Published Mar 12, 2012
lub dub
254 Posts
Is anyone here using a non-weight-based heparin protocol for dosing patients on heparin drips? I heard of a hospital near me that is switching to this, due to excessive errors being made by nurses using the traditional, weight-based protocol. Is anyone familiar with anything in "the literature" regarding this? I have looked, & could not find anything.
Thank you in advance.
(I posted this in the medical/surgical nursing forum, but I want to see if the critical care nurses have a different take on this.)
Esme12, ASN, BSN, RN
20,908 Posts
I am disappointed that the nurses are not being held to task and held responsible for their non compliance or that the facility cannot analyze why the protocol isn't working and fix whatever systems issues that exist.

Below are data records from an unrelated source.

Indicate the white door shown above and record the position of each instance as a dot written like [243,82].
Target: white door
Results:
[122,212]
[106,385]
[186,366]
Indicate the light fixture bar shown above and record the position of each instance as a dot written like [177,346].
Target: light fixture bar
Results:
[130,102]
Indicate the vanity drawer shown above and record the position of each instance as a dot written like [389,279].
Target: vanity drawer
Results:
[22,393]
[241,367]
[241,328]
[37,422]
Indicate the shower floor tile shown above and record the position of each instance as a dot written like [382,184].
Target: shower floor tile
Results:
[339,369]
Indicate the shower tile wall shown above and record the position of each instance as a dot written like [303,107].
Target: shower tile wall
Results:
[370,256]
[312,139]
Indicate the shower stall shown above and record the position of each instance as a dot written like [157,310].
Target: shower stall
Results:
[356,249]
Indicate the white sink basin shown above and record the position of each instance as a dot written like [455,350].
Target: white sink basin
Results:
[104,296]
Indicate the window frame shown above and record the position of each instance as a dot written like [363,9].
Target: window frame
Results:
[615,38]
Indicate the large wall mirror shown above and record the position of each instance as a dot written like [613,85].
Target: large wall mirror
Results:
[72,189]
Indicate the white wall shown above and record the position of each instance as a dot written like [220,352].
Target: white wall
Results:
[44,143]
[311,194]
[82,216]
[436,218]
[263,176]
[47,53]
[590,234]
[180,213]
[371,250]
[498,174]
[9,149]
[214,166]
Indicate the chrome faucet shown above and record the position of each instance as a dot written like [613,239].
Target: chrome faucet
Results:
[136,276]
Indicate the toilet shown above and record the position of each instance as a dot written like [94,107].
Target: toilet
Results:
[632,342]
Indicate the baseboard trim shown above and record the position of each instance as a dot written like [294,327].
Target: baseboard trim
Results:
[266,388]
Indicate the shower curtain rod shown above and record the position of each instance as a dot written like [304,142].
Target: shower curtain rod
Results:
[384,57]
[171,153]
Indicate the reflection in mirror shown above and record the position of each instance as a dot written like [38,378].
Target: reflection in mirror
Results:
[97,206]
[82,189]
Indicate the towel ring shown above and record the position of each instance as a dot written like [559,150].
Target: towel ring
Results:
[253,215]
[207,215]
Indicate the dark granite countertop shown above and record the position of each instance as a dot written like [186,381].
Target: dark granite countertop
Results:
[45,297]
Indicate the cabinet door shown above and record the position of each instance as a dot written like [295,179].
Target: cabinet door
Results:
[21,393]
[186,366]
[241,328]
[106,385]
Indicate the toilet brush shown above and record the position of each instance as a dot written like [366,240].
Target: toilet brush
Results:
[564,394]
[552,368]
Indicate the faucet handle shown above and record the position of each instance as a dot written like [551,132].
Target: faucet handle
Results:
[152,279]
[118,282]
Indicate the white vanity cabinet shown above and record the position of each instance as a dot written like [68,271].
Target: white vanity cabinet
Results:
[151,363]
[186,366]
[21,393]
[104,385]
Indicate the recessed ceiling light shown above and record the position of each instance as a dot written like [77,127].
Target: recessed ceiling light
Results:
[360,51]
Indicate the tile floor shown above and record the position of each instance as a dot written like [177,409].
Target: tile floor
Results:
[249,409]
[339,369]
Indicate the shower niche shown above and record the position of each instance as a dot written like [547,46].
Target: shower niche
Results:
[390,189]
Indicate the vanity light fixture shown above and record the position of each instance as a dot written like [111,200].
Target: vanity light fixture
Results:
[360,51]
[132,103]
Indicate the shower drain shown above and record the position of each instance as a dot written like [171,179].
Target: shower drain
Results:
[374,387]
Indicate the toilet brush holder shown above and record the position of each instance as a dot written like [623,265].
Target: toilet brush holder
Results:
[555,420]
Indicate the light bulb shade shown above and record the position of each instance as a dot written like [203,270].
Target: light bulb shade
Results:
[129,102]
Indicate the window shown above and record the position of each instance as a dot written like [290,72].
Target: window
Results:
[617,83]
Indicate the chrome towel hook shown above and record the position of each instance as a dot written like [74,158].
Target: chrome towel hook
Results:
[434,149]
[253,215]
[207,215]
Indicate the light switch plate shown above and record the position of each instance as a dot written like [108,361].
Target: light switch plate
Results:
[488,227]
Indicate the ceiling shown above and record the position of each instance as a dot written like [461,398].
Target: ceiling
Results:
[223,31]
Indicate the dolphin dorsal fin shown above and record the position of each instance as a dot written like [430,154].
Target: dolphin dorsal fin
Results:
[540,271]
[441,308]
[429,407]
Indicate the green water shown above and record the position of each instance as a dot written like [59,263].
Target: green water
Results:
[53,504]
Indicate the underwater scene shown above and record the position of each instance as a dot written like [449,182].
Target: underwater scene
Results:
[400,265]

However, we did non weight based heparin for years and the largest factor to the benefit the patient is obtaining and maintaining therapeutic anticoagulation. I cannot however find any evidence to upport that theory.
meandragonbrett
2,438 Posts
For what it's worth......I have never done weight based heparin gtts in any facility that I have worked.
brainkandy87
321 Posts
Well, if we want to get technical about it, weight based heparin infusions are only done correctly probably 5% of the time. Why? Think about the weird numbers you get when doing the initial loading dose of heparin. Weird calculations like 4,362 or 4,789. How many times does our initial dose come to a figure that we can precisely measure with commonly available syringes? Not often. Even with a 1 ml syringe, you're still rounding up or down a little bit.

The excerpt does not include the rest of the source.